The first user-facing verification surface is an opt-in smoke:

```bash
mix pixir.smoke.web_search --dry-run --json
mix pixir.smoke.web_search --json
```

The smoke is agent-useful under ADR 0005: `--help`, `--dry-run`, JSON output, bounded
evidence, and structured errors with next actions. The dry-run path does not require
auth, does not call the Provider, and does not write files.

## Consequences

- Pixir can use current web evidence through the same OpenAI Responses backend without
  adding MCP or local browser automation.
- The local Log remains the source of truth; Provider-hosted Web Search output is audit
  evidence, not Session state.
- T3 Code remains a Presenter. It can expose settings later, but Pixir owns the Provider
  request shape.
- Hosted Web Search queries cross the Leakage Boundary. The product should keep usage
  opt-in until there is an explicit policy for ambient search.
- Provider-hosted tool evidence increases `provider_usage` size slightly, so the parser
  keeps the evidence bounded and normalized.
- Citations depend on backend stream shape and include support.

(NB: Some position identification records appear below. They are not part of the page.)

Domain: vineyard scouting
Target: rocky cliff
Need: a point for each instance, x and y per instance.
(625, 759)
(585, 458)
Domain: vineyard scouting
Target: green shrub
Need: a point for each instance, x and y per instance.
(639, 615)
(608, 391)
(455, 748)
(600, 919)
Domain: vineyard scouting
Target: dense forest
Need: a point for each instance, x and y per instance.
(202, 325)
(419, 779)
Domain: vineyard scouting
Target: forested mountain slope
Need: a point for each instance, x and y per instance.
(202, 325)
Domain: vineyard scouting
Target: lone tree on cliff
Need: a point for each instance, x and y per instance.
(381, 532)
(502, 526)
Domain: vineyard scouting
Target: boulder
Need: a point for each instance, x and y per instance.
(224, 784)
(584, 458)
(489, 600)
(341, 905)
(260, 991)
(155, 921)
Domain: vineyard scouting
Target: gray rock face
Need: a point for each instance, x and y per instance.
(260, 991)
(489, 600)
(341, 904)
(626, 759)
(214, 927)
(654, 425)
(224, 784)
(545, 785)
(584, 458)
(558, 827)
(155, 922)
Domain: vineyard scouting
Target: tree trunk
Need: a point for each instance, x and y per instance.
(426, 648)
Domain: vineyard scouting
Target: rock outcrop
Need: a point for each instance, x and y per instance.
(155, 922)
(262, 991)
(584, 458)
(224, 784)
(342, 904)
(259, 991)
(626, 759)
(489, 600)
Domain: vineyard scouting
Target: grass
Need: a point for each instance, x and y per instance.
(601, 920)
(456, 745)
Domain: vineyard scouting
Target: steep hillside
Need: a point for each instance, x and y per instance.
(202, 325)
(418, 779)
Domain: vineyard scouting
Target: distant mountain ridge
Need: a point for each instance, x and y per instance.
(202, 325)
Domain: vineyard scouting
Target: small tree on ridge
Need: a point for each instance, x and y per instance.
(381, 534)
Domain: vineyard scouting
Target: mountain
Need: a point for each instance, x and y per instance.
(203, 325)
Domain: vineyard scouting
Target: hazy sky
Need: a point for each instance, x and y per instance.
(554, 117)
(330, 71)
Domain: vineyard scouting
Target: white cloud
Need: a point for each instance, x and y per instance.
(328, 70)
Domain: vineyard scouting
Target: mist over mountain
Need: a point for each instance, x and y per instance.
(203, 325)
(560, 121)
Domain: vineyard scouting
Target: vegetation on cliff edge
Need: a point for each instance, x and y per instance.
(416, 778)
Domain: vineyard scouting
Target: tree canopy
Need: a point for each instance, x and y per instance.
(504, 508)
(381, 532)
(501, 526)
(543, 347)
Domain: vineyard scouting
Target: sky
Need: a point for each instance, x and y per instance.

Pixir preserves
  annotations and sources when emitted instead of flattening them into assistant text.

## Non-goals

- Do not implement MCP.
- Do not add local browser automation as part of Web Search.
- Do not make Web Search ambient for every Turn.
- Do not make OpenAI search output Pixir's source of truth.
- Do not treat hosted Web Search as a local `Tool`.
- Do not change T3 Code adapter behavior in this slice.

## Verification Direction

Deterministic checks:

```bash
mix test test/pixir/provider_test.exs
mix test test/pixir/turn_test.exs
mix test test/mix/tasks/pixir_smoke_web_search_test.exs
mix pixir.smoke.web_search --dry-run --json
mix check
```

Regression coverage should prove:

- request previews include `%{"type" => "web_search"}` only when requested;
- supported OpenAI Web Search policy fields are preserved and unsupported fields fail
  with structured `:invalid_args`;
- source include fields are present when Web Search is enabled;
- invalid Web Search config returns structured `:invalid_args`;
- Provider stream parsing captures `response.web_search_call.*`, `web_search_call`
  output items, sources, and URL-citation annotations;
- `provider_usage` records Provider-hosted evidence without raw search queries;
- Provider replay still excludes `provider_usage`.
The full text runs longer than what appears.